NEW YORK (GenomeWeb) – Researchers at the University of Toronto have used the Oxford Nanopore MinIon to sequence three clinically relevant human genes – CYP2DC, HLA-A, and HLA-B – and determine their variants and haplotypes without the need for statistical phasing.
The results of the study, which was published online this week ahead of peer review in F1000Research, an online publishing platform, "demonstrate that nanopore sequencing is an emerging standalone technology with potential utility in a clinical environment to aid in medical decision-making," according to the authors, who participate in Oxford Nanopore's early-access program for the MinIon.
"Ultimately the error rate needs to be reduced before nanopore-seq can be used in the clinic," Ron Ammar, a postdoc at the Donnelly Centre at the University of Toronto and the lead author of the paper, told GenomeWeb. To his knowledge, this is the first published nanopore study that uses human DNA, he said.
For their study, the researchers PCR-amplified the three genes from HapMap sample NA12878, which has been extensively characterized using other sequencing platforms. After generating the amplicons, which are about 4 to 5 kilobases long, they used a total of 1.5 micrograms of PCR product from the three genes to construct MinIon sequencing libraries.
Using the R7.3 chemistry in a single 24-hour MinIon run, they produced about 19,700 1D template reads, 9,600 1D complement reads, and 7,500 2D reads, which results from a template read and its complement. Mean read lengths were 2.7 kilobases for 1D template and complement reads, and 3.5 kilobases for 2D consensus reads.
Next, they mapped the reads to the human genome reference assembly using the BLASR aligner, which was originally developed for Pacific Biosciences data. They were able to align about 19 percent of the 1D template reads, 28 percent of the 1D complement reads, and 63 percent of the 2D consensus reads. The mean mapping accuracy for all read types was on the order of 72 to 74 percent.
For the final analysis, they performed two alignments, using only 2D reads where possible because of their better accuracy. For one, they only selected the single best alignment for each long read. This, they wrote, was important for analyzing the CYP2D6 gene, which has two closely related pseudogenes nearby, and allowed them to verify that their PCR product indeed derived from CYP2D6.
For the second, they allowed multiple alignments to the reference for each read, enabling them to "gather all reads for a single gene in a single pileup to any of the eight HLA-A/B loci to generate a consensus sequence."

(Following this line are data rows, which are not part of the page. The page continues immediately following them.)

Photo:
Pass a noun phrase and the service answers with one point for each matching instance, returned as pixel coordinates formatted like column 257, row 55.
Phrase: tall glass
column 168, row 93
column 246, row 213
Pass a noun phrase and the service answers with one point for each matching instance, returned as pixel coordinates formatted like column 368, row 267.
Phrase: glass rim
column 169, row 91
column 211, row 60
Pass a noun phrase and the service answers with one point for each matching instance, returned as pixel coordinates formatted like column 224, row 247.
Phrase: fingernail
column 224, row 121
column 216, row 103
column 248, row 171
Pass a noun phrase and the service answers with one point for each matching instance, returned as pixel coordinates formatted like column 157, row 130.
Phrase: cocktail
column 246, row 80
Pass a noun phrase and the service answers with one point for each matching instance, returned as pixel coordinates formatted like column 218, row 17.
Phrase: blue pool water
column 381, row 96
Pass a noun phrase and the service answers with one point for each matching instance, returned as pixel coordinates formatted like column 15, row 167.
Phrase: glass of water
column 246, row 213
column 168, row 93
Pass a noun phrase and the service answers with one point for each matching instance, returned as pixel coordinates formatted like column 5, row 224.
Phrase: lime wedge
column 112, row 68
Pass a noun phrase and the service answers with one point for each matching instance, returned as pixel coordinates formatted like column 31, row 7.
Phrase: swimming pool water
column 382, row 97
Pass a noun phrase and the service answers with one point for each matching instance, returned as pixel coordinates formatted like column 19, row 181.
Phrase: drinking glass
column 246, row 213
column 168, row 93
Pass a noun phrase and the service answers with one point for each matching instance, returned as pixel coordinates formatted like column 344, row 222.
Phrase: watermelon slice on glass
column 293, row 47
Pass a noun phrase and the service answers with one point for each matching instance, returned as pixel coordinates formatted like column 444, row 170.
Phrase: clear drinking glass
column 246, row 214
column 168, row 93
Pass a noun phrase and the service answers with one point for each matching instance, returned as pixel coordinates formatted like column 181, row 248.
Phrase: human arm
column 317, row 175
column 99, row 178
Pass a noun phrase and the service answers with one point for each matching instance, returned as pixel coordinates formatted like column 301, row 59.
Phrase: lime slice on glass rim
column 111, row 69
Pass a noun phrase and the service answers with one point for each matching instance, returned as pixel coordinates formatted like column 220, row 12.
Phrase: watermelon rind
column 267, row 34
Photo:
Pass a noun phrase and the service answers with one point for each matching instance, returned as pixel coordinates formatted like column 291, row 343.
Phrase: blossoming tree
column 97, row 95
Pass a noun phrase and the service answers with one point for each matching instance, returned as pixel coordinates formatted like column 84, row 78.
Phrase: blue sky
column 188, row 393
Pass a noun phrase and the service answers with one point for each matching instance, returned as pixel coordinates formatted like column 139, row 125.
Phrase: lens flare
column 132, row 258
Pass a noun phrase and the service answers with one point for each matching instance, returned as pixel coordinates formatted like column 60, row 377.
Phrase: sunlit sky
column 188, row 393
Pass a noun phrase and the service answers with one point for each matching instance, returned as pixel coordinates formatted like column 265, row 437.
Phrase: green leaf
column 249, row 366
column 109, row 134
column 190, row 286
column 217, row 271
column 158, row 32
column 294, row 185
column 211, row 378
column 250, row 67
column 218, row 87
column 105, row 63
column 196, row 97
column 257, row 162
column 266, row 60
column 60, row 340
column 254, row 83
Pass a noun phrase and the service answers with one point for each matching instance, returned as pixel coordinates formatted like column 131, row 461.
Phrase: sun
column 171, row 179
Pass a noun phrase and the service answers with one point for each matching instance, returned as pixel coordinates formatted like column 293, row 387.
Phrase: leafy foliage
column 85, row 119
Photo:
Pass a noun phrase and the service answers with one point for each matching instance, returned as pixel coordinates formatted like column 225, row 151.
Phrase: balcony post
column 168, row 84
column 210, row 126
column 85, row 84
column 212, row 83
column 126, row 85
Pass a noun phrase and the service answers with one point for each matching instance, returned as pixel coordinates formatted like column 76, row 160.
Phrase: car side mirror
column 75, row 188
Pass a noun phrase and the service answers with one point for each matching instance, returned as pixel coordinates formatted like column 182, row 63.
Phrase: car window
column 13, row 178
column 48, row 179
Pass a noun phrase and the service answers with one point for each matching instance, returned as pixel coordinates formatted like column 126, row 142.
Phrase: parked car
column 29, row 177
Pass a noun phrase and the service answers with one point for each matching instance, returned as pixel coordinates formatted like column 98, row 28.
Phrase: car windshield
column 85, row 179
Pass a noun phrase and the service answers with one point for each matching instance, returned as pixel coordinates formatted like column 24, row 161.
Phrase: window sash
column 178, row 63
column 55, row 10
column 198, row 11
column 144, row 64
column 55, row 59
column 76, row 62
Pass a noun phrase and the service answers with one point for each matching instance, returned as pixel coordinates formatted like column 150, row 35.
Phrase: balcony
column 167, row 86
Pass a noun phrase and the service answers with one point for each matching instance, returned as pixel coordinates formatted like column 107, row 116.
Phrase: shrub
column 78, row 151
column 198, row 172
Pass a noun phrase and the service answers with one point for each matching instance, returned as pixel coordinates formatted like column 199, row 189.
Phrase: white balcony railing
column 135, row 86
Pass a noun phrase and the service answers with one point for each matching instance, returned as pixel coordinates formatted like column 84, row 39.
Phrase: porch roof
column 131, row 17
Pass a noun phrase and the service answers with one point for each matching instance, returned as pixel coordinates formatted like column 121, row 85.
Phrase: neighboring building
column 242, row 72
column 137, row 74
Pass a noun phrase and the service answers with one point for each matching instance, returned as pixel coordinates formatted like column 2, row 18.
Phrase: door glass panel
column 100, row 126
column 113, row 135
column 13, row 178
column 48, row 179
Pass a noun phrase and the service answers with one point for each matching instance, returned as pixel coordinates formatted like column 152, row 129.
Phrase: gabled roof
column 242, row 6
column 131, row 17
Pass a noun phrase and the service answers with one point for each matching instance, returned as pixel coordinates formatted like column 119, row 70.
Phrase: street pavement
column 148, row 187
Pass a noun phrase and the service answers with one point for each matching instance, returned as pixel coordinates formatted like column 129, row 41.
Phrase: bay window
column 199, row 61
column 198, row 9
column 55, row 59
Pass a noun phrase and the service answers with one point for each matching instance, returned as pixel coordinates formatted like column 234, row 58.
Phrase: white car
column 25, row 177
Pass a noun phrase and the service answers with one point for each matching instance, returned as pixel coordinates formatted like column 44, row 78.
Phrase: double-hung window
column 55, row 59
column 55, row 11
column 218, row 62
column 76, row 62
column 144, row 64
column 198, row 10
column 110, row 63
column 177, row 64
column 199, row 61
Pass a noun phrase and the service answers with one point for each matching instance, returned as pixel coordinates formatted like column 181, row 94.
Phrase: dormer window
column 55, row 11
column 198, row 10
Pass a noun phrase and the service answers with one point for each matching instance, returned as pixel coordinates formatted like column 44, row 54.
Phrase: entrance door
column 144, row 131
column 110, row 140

Several variant and haplotype callers did not work for the analysis because of the "long reads, high error rates and continuously evolving error profile of the MinIon basecalls at this early stage," the authors wrote, but they were able to obtain variants and haplotype information from the coverage of aligned reads, and haplotype proportions from clinical marker positions across all aligned reads. The mean sequence coverage was 1,240-fold for CYP2D6, 790-fold for HLA-A, and 1,420-fold for HLA-B.

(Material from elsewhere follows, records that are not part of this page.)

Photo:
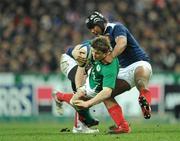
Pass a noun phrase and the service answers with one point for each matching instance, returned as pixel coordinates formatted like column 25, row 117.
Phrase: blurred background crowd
column 34, row 33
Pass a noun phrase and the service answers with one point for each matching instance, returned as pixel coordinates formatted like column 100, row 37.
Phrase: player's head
column 96, row 23
column 100, row 47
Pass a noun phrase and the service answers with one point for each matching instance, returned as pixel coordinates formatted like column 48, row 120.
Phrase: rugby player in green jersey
column 99, row 84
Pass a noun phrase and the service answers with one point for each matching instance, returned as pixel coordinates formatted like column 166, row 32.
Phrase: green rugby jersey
column 103, row 75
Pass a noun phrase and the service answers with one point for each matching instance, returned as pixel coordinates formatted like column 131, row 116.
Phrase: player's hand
column 108, row 58
column 81, row 104
column 80, row 59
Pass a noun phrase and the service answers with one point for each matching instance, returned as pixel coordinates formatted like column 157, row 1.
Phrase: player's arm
column 101, row 96
column 80, row 77
column 121, row 42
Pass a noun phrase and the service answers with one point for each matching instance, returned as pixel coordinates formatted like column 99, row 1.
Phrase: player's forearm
column 120, row 46
column 80, row 77
column 101, row 96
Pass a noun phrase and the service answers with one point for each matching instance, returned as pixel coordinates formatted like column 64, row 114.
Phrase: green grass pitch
column 50, row 131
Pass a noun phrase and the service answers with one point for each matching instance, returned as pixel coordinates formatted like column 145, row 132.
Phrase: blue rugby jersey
column 133, row 51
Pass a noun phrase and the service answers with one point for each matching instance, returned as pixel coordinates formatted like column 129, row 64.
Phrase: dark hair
column 101, row 43
column 96, row 18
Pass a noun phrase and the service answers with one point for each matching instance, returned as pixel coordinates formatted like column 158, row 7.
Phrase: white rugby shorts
column 127, row 73
column 66, row 64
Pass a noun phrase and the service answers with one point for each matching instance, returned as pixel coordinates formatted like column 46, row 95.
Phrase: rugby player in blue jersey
column 135, row 70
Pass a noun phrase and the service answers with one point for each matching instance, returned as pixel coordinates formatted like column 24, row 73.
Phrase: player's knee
column 141, row 83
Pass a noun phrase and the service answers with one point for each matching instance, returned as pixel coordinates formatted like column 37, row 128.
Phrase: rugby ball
column 85, row 52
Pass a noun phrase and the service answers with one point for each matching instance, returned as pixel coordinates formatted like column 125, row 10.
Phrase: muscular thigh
column 121, row 86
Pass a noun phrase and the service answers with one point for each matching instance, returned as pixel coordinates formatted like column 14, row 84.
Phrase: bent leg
column 141, row 76
column 121, row 86
column 116, row 114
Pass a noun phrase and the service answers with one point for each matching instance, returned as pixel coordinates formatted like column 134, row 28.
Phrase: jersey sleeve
column 119, row 30
column 110, row 74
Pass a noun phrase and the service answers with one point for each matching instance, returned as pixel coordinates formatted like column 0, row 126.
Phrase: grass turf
column 50, row 131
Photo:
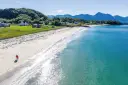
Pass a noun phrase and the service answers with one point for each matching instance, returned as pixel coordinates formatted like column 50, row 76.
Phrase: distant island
column 97, row 17
column 22, row 21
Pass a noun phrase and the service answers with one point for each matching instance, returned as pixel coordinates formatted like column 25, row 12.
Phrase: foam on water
column 43, row 68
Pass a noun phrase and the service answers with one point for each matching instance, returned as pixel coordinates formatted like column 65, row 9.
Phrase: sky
column 73, row 7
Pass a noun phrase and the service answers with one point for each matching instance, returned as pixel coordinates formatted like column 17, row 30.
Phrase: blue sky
column 74, row 7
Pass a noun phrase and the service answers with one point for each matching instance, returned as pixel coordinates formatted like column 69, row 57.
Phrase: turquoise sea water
column 98, row 57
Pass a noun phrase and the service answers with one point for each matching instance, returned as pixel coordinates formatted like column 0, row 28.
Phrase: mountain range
column 98, row 16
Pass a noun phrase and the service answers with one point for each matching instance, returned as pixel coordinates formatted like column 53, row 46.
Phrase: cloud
column 60, row 11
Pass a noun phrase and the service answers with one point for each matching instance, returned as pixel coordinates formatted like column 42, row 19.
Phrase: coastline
column 29, row 48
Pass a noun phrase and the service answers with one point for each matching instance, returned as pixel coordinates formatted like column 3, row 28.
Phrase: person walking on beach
column 17, row 58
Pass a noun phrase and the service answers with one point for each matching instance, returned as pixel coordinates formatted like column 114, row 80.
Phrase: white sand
column 29, row 45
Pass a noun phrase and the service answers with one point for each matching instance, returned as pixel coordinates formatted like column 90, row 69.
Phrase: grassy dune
column 14, row 30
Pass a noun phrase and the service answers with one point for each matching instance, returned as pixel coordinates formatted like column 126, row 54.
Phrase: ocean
column 98, row 57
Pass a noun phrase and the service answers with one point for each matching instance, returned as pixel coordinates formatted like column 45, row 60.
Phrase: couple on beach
column 17, row 58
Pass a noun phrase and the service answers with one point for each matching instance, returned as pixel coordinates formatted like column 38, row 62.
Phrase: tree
column 24, row 18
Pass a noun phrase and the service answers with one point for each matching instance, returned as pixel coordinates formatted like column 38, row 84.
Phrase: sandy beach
column 28, row 46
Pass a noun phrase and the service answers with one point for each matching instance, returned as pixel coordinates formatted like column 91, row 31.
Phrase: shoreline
column 59, row 35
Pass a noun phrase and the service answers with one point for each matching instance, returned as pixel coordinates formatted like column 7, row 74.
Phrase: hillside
column 98, row 17
column 18, row 14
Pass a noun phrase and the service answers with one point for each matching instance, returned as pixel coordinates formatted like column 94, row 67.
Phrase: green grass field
column 14, row 31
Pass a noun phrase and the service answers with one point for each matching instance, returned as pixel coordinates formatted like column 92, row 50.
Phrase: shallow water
column 98, row 57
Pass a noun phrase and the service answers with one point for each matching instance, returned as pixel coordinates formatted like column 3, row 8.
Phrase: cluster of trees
column 13, row 15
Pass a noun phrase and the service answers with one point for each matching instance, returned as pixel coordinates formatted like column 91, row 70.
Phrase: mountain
column 11, row 13
column 98, row 16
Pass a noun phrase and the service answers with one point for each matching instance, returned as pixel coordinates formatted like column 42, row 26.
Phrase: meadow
column 15, row 30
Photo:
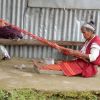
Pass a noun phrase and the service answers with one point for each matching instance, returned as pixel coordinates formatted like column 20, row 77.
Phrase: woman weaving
column 7, row 32
column 86, row 59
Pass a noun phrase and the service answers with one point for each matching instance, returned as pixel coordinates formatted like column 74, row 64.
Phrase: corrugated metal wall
column 50, row 23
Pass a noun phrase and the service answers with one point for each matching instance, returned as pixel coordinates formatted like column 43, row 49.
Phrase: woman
column 7, row 32
column 87, row 58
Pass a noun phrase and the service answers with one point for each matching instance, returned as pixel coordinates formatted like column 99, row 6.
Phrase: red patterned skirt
column 74, row 67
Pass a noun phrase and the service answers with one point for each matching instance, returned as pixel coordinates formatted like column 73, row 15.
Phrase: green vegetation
column 32, row 94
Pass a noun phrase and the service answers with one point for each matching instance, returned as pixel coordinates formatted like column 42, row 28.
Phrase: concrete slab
column 12, row 77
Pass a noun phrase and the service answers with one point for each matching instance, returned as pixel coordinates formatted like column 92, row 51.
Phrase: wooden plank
column 35, row 42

The researchers validated their results using genotyping data from Complete Genomics and data they generated using Sequenom MassArray and Taqman qPCR, and using haplotypes from statistical phasing and from the HapMap project.
With the high coverage they achieved, they were able to call many positions with a consensus of 70 to 90 percent. Though the MinIon basecalls had a high error rate, "the majority of errors appear to be randomly distributed across the length of the reads, which is why increasing coverage can yield a consensus that matches variant calls from existing sequencing and genotyping platforms such as Illumina, Complete Genomics, and Sequenom," they wrote.

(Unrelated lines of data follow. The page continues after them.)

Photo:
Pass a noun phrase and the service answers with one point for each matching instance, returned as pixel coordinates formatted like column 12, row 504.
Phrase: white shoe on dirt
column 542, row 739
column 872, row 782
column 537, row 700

Overall, they had enough long mappable reads to phase all variants in the loci they studied, without the need for parental haplotypes or statistical phasing. However, not all nanopore-determined haplotypes matched the statistically-phased haplotypes from the other platforms, which the researchers attributed to an early PCR error or sample contamination.
Overall, "while nanopore sequencing with the MinIon is demonstrably error-prone in its current stage of development, we assert that this technology holds promise for clinical applications because accurate consensus sequences can be built with sufficient coverage given the high number of reads generated," they concluded.
In terms of clinical applications, "it will be very hard, in my opinion, to do haplotyping at this point, unless they increase the accuracy more," said Nezih Cereb, CEO of HLA typing firm Histogenetics, who was not involved in the study. "It's a promising technology, but with 70 percent concordance, you cannot do much."
Histogenetics uses several sequencing platforms for HLA typing, including Illumina's MiSeq and Pacific Biosciences' PacBio RS II. The company is also an early-access user of the MinIon.
In the future, Ammar and his colleagues plan to use the MinIon for RNA-seq and to sequence repeat regions on the order of kilobases in the human genome.